For most people in institutional finance, quantum computing is an entirely abstract concept.
In reality, the idea is simple enough: quantum computers use the principles of quantum mechanics to process information in ways that today’s machines cannot.
Classic computers store data as bits – that is zeros and ones. Quantum computers use qubits, which can be both 0 and 1 at the same time.
This property, known as superposition, allows quantum machines to explore many possible outcomes simultaneously rather than sequentially.
Another difference is something called entanglement. Entanglement lets qubits influence one another instantly, enabling patterns of correlation that classical systems cannot replicate.
Should you care?
Truthfully, for most everyday tasks, this makes no difference whatsoever. But for certain categories of problems, involving vast combinations, complex probability distributions or extremely high‑dimensional search spaces, quantum computers could, in time, offer dramatic speed‑ups.
That is why the technology has captured the attention of the world’s largest banks.
Institutional capital markets handle intense problems. Whether it is pricing exotic derivatives, simulating risk across thousands of scenarios, optimising portfolios under tight constraints, or securing global transaction flows, there are certainly reasons to care.
Banks are investing in exploring quantum because even marginal improvements in optimisation, simulation or security can translate into a material financial advantage. In the case of cryptography (which some have only just got their heads around) it could also prevent catastrophic downside.
What began as a research curiosity is now a strategic capability.
Several globally significant institutions, such as JP Morgan, Goldman Sachs, HSBC, BNP Paribas and Barclays are already conducting work that signals a new phase.
Externally, they are beginning to publish research to market that is concrete, empirical and crucially, candid about what quantum can and cannot do.
A review of public work from these five banks reveals a set of emerging themes. They are not the breathless claims of a technology bubble, but the measured assessments of institutions accustomed to pricing risk.
Quantum for optimisation
Most financial problems, portfolio construction, asset allocation, collateral optimisation, are optimisation problems. They involve searching through vast combinations of possibilities to find the best outcome under constraints. Classical computers can do this, but the cost grows exponentially with complexity.
Quantum computers, in theory, can explore these combinations more efficiently.
JP Morgan has arguably been the most active bank publishing technical work. In 2024, its Global Technology Applied Research group released a study on quantum‑enhanced portfolio optimisation using Quantinuum’s trapped‑ion hardware.
It concluded: “Portfolio optimisation is an important use case in finance that lends itself to be tackled by quantum computing.”
The team introduced “Hybrid HHL++”, a compressed version of a well‑known quantum algorithm for solving linear systems, describing the experiment as: “the largest experimental demonstrations of HHL for an application to date.”
While the message was understated, it was clear that quantum hardware is still small and noisy, but careful engineering can already push it into financially meaningful territory.
The Monte simulation
In technology, a Monte Carlo simulation is a way of estimating the value of something by running a very large number of random scenarios and seeing how the outcomes average out.
In finance, it’s used when a payoff or risk measure is too complex to calculate directly, so you simulate thousands or millions of possible market paths, apply the payoff rules to each one, and use the distribution of results to estimate the price or the risk.
Many of the hardest problems in capital markets boil down to running huge numbers of simulations.
Whether you are pricing an exotic derivative, calculating XVA, or running VaR and stress tests, you are essentially firing off millions of Monte Carlo paths and averaging the results.

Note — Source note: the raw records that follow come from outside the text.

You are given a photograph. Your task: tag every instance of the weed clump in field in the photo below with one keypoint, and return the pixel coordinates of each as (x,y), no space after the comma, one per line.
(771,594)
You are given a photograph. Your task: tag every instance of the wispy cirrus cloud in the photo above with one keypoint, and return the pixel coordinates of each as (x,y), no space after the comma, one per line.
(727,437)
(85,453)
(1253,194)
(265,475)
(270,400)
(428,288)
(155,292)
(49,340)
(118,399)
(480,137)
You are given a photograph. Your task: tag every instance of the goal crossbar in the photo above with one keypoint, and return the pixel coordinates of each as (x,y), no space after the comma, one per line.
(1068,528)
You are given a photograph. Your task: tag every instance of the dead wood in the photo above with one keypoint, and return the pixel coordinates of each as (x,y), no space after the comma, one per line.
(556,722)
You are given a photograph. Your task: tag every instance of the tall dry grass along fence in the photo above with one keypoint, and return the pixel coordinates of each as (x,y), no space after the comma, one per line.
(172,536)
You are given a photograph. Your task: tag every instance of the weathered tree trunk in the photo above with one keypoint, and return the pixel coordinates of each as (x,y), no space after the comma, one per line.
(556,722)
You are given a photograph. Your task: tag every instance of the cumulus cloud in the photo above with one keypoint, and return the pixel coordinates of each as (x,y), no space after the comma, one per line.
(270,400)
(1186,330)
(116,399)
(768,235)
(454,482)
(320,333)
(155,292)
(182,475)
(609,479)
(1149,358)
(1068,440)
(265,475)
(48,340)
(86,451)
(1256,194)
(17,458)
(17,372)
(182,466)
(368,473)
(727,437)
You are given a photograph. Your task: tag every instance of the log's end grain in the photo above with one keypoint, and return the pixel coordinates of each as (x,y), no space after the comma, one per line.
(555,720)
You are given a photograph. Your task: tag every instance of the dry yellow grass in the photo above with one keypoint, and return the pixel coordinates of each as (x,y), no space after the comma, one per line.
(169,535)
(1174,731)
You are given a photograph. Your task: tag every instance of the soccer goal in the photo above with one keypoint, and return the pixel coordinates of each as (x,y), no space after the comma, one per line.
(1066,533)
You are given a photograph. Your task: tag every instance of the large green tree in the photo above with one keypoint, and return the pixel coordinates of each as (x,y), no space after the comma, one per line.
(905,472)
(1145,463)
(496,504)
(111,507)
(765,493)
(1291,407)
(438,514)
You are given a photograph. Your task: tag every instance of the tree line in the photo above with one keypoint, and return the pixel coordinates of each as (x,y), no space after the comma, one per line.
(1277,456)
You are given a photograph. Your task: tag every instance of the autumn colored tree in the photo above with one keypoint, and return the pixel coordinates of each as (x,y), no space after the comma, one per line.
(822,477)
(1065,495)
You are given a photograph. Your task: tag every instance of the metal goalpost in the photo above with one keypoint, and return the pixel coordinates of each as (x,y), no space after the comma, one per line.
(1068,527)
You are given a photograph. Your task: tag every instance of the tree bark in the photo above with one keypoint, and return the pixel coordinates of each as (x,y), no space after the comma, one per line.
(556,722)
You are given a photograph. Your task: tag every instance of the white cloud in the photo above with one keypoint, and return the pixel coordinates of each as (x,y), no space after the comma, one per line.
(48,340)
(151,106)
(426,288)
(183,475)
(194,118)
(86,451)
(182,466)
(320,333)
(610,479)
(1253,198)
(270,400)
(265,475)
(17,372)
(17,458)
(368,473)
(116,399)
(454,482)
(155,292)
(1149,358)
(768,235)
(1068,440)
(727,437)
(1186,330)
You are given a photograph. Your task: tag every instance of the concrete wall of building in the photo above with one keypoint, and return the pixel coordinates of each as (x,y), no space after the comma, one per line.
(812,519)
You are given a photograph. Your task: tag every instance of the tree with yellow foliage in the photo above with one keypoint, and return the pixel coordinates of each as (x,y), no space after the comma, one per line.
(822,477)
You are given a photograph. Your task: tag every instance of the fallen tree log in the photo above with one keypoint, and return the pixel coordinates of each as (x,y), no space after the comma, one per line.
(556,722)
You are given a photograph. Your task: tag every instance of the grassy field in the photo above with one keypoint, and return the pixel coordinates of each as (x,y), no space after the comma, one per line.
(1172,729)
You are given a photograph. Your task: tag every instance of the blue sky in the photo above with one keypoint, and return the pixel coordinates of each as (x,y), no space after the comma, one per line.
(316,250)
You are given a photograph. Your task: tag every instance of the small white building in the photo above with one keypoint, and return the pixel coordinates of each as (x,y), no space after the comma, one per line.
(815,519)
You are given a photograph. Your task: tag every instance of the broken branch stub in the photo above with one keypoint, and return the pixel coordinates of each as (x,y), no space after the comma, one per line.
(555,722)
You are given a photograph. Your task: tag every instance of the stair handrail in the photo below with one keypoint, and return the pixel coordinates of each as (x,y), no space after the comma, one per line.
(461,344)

It works, but it is slow and expensive. Even with modern hardware, these simulations can dominate overnight batch runs and intraday risk cycles.
Quantum computing matters here because, in theory, certain quantum algorithms can reduce the number of simulations needed. One of the most promising is called amplitude estimation, which could deliver the same accuracy with far fewer simulation steps.
Goldman Sachs decided to ask a very practical question: how big would a quantum computer need to be before it could price derivatives faster than the best classical systems?
In a study entitled A Threshold for Quantum Advantage in Derivative Pricing, the conclusion is deliberately blunt. To beat classical machines on complex structures such as autocallables, a quantum computer would need abilities that are way in excess of today’s technology – around 8,000 logical qubits or a circuit depth of around 54 million operations.
The researchers concluded: “While the resource requirements… are out of reach of current systems, we hope they will provide a roadmap.”
Goldman’s research effectively means that quantum could one day transform derivative pricing, but the machines capable of doing so do not exist yet. When they do, the first wins will likely be in very specific, high‑value pricing problems.
But do not be misled. Banks that want to benefit from quantum advantage later must build internal expertise now.
Quantum computing is not about to rewrite the rules of finance. But nor is it a curiosity.
The world’s largest banks are treating it the way they treat any emerging asset class: with caution, capital and a clear understanding that timing matters.
If quantum advantage arrives, even in narrow domains, the institutions that built capability early will be best placed to capture it. And if it arrives later than expected, the investment will still have bought something valuable: resilience, security and optionality.